I went to church early to explain and get everything straightened out. As I headed out to my car, Rachel called me—sadly saying she was not able to make the meeting because she was on her way to the emergency room with her youngest (who is six – with a broken foot). G brought Murphy to the meeting at the last minute, coming in at the end of the opening hymn (reference the mention above of the weeping conductor*). M sat on the stand through the sac. (far, far away from any other at-risk human), gave his talk and then was instantly carted off again to the insta-care.* Which was now open. Halleluhia.

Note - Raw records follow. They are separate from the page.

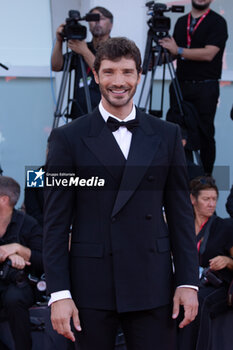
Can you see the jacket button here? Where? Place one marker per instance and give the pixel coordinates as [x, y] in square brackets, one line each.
[151, 178]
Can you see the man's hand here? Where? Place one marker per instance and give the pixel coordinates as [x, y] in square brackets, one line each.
[18, 262]
[220, 262]
[61, 313]
[169, 44]
[6, 250]
[188, 298]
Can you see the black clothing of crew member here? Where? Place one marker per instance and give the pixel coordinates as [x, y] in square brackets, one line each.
[79, 105]
[212, 299]
[199, 79]
[16, 299]
[229, 203]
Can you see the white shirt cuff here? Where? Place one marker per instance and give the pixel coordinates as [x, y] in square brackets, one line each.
[63, 294]
[188, 286]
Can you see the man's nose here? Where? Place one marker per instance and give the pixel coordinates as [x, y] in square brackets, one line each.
[118, 79]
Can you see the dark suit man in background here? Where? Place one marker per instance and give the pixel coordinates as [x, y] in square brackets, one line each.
[119, 267]
[199, 40]
[20, 254]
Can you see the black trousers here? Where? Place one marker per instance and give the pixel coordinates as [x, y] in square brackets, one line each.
[197, 335]
[143, 330]
[16, 301]
[204, 96]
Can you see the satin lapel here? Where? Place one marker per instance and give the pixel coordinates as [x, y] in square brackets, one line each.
[143, 148]
[103, 145]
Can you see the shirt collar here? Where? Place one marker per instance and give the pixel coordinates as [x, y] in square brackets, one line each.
[105, 114]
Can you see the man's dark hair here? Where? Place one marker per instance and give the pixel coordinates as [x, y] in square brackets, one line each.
[104, 12]
[115, 48]
[9, 187]
[202, 183]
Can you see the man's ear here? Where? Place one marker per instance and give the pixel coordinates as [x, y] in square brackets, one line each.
[193, 199]
[139, 77]
[95, 76]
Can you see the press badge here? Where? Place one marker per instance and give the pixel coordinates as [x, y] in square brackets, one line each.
[81, 84]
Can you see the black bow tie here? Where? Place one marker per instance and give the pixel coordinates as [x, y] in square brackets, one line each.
[114, 124]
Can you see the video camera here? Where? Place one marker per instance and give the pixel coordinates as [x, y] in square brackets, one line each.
[73, 29]
[160, 24]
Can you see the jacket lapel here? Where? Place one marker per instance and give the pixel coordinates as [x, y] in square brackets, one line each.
[103, 145]
[143, 148]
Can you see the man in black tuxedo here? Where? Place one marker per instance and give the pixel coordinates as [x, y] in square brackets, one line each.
[118, 269]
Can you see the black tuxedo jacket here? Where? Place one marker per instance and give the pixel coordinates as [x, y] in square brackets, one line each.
[121, 249]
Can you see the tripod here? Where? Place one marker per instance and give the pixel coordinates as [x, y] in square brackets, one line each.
[156, 54]
[66, 78]
[5, 67]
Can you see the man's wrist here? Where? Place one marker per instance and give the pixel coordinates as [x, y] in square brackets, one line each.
[180, 51]
[188, 286]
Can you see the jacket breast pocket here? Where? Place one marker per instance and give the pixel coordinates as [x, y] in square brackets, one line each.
[93, 250]
[163, 244]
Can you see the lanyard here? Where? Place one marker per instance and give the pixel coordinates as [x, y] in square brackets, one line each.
[189, 37]
[200, 241]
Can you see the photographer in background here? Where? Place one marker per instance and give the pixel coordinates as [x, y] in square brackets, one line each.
[215, 249]
[20, 253]
[100, 31]
[198, 42]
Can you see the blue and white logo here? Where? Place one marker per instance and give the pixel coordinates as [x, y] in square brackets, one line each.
[35, 178]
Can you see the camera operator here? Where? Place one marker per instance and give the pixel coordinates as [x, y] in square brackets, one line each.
[198, 42]
[20, 253]
[100, 31]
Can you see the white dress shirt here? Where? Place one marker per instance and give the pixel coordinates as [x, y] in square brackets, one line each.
[123, 137]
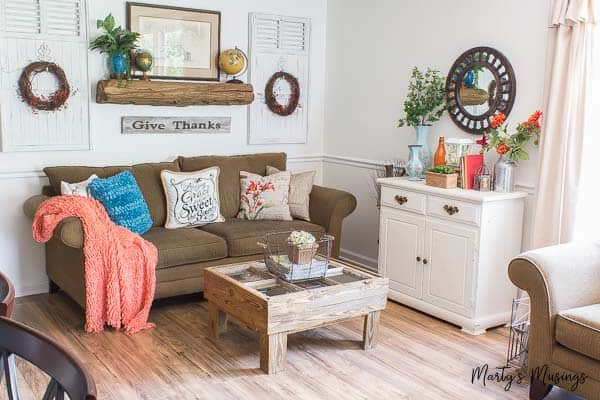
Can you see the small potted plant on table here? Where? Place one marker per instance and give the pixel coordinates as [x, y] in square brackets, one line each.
[442, 176]
[302, 247]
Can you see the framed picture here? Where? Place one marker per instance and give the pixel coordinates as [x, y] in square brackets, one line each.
[184, 42]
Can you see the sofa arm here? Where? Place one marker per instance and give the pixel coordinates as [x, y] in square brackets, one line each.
[556, 279]
[33, 203]
[69, 231]
[328, 208]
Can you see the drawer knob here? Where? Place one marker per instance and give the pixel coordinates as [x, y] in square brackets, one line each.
[451, 210]
[401, 199]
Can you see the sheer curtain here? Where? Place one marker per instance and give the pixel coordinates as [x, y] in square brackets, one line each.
[570, 130]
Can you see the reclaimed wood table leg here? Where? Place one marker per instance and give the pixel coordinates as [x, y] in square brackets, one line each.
[273, 352]
[371, 330]
[217, 321]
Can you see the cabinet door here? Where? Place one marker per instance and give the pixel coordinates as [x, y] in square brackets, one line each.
[400, 247]
[450, 266]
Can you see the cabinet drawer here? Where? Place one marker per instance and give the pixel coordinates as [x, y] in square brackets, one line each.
[403, 199]
[453, 209]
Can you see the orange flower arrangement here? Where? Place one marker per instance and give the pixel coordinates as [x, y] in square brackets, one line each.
[508, 145]
[497, 120]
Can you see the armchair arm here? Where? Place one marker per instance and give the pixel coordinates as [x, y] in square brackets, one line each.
[556, 278]
[69, 231]
[328, 208]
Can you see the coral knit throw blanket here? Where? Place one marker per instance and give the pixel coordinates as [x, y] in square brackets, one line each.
[119, 264]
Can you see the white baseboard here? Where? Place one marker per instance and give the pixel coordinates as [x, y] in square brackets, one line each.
[358, 259]
[28, 290]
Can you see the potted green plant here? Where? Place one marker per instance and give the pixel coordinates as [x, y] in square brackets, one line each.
[442, 176]
[302, 247]
[424, 105]
[117, 43]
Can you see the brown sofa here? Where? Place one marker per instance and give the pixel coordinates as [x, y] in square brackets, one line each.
[563, 283]
[184, 253]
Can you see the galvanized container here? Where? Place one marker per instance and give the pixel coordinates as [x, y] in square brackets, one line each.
[505, 172]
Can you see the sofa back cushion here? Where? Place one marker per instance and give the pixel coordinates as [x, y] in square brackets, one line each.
[146, 175]
[229, 179]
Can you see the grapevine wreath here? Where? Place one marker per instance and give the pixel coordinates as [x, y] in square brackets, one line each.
[55, 100]
[271, 98]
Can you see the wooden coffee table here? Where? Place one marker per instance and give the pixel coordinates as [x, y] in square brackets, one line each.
[275, 308]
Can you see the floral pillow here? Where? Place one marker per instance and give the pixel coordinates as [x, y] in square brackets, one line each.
[264, 197]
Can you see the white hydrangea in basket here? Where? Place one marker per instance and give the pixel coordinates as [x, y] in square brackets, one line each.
[302, 247]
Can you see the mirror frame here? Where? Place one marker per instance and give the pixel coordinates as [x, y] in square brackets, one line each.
[506, 88]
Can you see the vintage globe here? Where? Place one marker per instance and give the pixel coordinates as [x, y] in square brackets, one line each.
[233, 61]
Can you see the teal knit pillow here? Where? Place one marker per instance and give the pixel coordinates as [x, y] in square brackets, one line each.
[123, 200]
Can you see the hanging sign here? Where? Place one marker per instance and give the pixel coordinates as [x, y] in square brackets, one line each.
[175, 125]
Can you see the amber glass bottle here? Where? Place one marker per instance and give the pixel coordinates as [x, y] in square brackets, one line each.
[440, 154]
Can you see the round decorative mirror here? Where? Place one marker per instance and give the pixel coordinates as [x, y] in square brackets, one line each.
[480, 84]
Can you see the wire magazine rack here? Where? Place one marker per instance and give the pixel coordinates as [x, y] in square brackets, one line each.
[519, 332]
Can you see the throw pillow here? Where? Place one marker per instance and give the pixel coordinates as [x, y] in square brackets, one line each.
[192, 197]
[123, 200]
[300, 188]
[78, 188]
[264, 197]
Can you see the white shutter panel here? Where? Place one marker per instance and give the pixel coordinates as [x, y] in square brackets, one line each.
[22, 16]
[278, 43]
[47, 30]
[63, 17]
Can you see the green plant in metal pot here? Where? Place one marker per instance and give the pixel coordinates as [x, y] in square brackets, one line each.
[424, 105]
[425, 102]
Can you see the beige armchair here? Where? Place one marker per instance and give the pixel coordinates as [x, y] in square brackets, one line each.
[563, 283]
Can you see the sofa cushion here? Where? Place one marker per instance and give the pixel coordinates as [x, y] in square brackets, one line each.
[229, 179]
[185, 246]
[146, 175]
[579, 330]
[242, 235]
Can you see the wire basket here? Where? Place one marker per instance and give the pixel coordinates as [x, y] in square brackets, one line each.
[297, 263]
[519, 333]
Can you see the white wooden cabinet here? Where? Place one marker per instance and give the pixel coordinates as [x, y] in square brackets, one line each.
[446, 251]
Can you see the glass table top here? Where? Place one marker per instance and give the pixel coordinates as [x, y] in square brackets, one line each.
[259, 278]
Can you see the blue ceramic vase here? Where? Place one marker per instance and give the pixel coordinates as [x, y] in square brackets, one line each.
[415, 168]
[119, 63]
[426, 157]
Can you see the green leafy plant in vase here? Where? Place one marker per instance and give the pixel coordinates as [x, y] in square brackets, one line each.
[424, 105]
[117, 42]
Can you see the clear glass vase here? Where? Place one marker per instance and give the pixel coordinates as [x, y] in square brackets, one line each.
[505, 172]
[415, 167]
[422, 132]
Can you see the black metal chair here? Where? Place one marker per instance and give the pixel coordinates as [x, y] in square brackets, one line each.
[7, 296]
[67, 374]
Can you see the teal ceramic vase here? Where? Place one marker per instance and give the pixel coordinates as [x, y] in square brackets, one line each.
[422, 132]
[119, 63]
[415, 168]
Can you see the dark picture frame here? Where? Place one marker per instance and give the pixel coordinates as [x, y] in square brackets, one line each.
[184, 42]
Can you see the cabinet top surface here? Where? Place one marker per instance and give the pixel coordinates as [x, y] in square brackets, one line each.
[472, 195]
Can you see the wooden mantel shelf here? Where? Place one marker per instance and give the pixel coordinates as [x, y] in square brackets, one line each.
[162, 93]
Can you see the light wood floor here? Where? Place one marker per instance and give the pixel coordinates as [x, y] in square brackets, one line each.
[418, 357]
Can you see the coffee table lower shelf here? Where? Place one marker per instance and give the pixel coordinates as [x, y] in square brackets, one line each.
[355, 293]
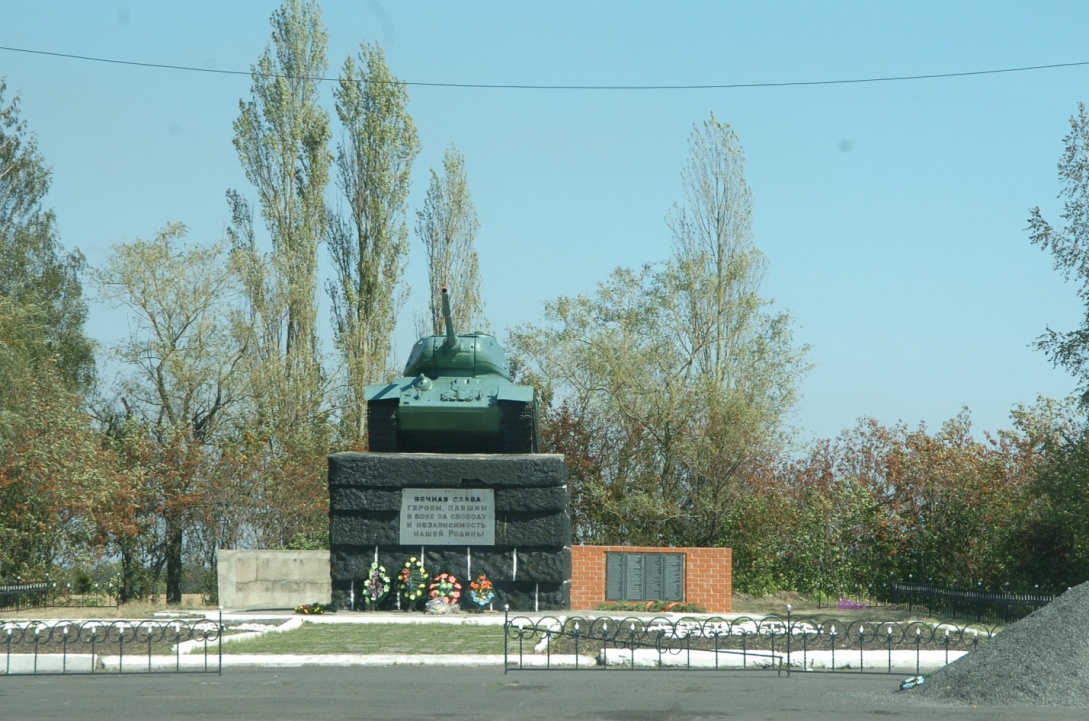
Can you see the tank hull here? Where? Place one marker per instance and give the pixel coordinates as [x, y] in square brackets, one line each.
[453, 415]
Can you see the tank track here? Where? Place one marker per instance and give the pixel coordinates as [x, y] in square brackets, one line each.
[518, 427]
[382, 426]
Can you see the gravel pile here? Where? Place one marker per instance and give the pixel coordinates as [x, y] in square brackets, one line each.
[1041, 660]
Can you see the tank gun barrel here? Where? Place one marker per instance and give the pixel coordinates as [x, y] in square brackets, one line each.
[451, 343]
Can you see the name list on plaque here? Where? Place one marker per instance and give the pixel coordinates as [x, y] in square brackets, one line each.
[448, 516]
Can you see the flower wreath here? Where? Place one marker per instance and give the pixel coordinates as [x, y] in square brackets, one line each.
[377, 585]
[481, 591]
[413, 579]
[447, 588]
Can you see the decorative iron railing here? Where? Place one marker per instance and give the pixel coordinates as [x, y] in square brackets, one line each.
[43, 595]
[49, 647]
[775, 643]
[983, 606]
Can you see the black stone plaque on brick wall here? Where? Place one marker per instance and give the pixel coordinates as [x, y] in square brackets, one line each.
[644, 576]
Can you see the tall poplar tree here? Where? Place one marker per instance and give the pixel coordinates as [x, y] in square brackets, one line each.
[448, 224]
[281, 135]
[368, 241]
[35, 270]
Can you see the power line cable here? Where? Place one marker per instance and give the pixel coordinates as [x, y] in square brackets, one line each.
[488, 86]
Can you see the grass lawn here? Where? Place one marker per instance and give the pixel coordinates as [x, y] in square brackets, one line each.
[376, 638]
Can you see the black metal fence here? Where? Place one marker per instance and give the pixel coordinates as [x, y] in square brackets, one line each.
[41, 595]
[775, 643]
[61, 647]
[983, 606]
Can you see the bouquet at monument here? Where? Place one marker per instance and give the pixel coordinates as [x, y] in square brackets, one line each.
[445, 588]
[481, 591]
[377, 585]
[414, 581]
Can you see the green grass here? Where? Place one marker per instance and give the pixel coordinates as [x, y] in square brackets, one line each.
[376, 638]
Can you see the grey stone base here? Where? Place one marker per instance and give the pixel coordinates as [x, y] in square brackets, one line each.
[529, 565]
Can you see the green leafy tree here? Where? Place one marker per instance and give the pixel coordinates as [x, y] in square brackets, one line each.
[34, 268]
[184, 377]
[368, 243]
[281, 136]
[448, 224]
[52, 471]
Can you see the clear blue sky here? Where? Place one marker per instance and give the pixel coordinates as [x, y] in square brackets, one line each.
[892, 214]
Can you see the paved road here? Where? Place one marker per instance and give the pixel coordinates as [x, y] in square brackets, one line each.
[314, 693]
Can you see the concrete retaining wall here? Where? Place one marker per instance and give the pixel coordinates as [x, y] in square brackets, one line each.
[272, 579]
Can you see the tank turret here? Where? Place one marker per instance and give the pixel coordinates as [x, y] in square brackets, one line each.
[454, 396]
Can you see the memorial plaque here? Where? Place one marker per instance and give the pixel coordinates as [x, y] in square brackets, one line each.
[645, 576]
[448, 516]
[673, 577]
[635, 581]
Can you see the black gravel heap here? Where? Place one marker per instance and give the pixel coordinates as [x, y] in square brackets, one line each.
[1041, 660]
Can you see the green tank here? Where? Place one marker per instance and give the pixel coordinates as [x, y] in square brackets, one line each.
[455, 396]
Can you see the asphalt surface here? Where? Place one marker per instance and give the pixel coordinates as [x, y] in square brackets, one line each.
[309, 693]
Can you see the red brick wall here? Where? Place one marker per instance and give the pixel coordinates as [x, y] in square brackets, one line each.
[708, 575]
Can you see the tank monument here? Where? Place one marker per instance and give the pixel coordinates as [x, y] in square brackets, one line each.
[453, 477]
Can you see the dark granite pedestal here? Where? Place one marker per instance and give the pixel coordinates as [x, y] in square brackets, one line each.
[529, 561]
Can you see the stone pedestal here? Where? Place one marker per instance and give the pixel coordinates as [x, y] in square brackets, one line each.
[529, 562]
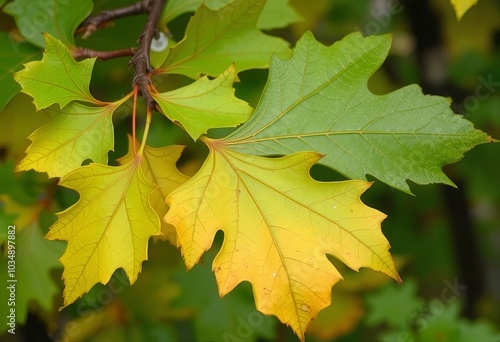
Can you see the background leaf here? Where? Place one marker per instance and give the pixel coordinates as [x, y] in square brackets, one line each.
[214, 40]
[276, 13]
[160, 169]
[58, 18]
[462, 6]
[205, 104]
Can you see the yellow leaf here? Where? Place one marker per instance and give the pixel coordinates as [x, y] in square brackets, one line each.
[279, 224]
[338, 319]
[159, 168]
[108, 228]
[462, 6]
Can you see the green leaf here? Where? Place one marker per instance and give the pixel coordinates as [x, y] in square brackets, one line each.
[319, 101]
[74, 134]
[205, 104]
[12, 55]
[276, 13]
[57, 78]
[58, 18]
[215, 40]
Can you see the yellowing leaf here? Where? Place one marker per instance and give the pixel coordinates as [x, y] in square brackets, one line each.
[205, 104]
[107, 228]
[462, 6]
[57, 78]
[216, 39]
[279, 224]
[74, 134]
[158, 166]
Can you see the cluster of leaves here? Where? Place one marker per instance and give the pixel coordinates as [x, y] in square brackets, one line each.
[279, 224]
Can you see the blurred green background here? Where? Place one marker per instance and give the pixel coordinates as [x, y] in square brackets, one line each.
[446, 241]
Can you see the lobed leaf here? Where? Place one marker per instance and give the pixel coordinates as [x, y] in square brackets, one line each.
[12, 55]
[108, 228]
[57, 78]
[159, 168]
[57, 18]
[214, 40]
[205, 104]
[74, 134]
[319, 101]
[279, 224]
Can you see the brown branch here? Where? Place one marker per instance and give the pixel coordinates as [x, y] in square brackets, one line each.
[91, 24]
[81, 52]
[140, 61]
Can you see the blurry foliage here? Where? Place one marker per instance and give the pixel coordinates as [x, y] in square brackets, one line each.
[168, 304]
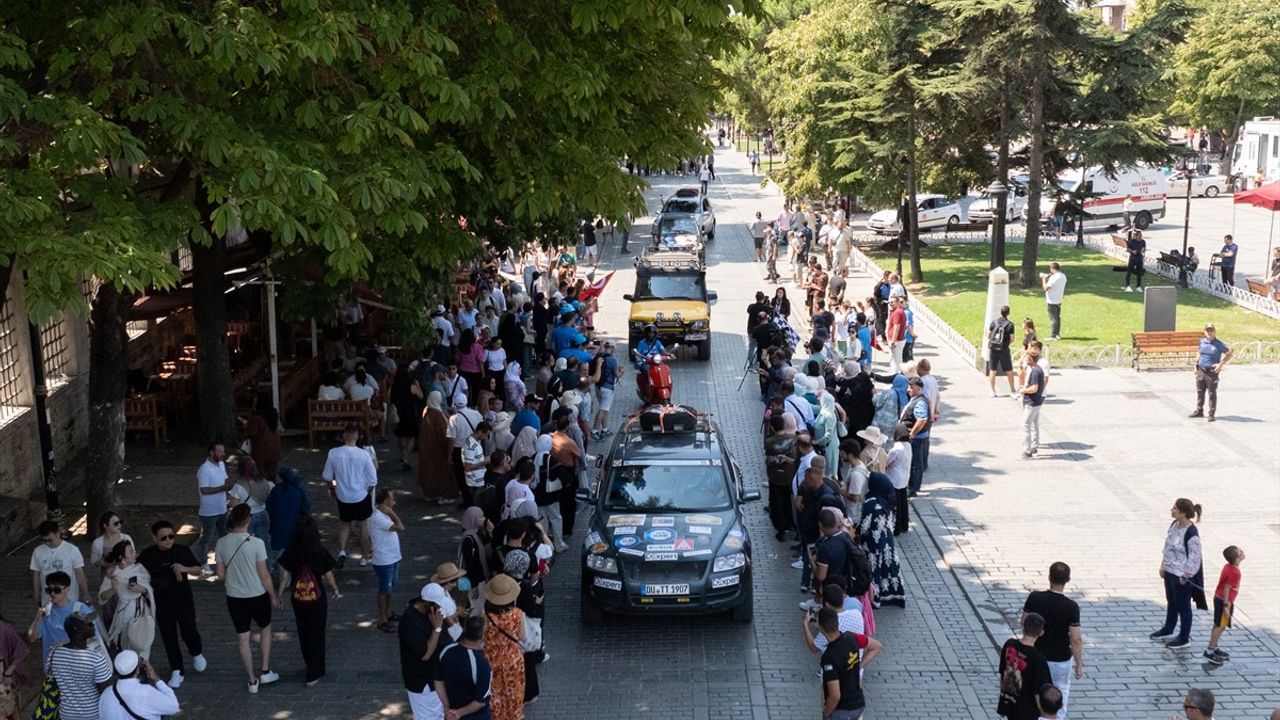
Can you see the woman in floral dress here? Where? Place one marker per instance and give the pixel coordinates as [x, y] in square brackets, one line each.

[*detail – it was Lead Kindly Light, one of my most favorite, poignant hymns – the one I sang with my dear Kira in the mountains, to guitar and harp and fire’s sparking, way back before the cancer took her. One I have sung with the kids all their lives. And I’m doing fine, giving it my heart – till we come to the very last lines as Murphy, who for all I know is dying of dengue fever and appendicitis all at the same time, walks into that chapel for the first time in two years: and in the morn, those angel faces smile—which I have loved long since and lost a while – and there I lost it. Blubbering my face off in front of the whole place. My little voice, booming out, faltered and then quit entirely. And when it was over, I sat down and sobbed into my hands. “Here, Kristen” Pam, my organist said, leaning over her instrument—and handed me a Kleenex.]
[*Further detail: they got half way to insta-care before they remembered they had to have all the insurance paperwork, and had to go back home to get it]
I stayed behind and taught my Sunday School class ( I LOVE my SS class. Love, love,love). Then I flew the coop, ringing G up to get the medical bottom line. No malaria. (breathe, breathe.) No mono. (sigh.) The doctor suspect this to be a “tourista,” a simple matter of his having drunk our native water and eaten our rich native food. But we’re still waiting on the lab work. And I am stolidly expecting the worst. If you expect the worst, just about anything else is going to be GREAT NEWS.
And there you are.
Just another day of rest –
Why is it, I wonder, that almost everything I write ends up sounding like a pitch for It’s A Mad, Mad, Mad, Mad World III?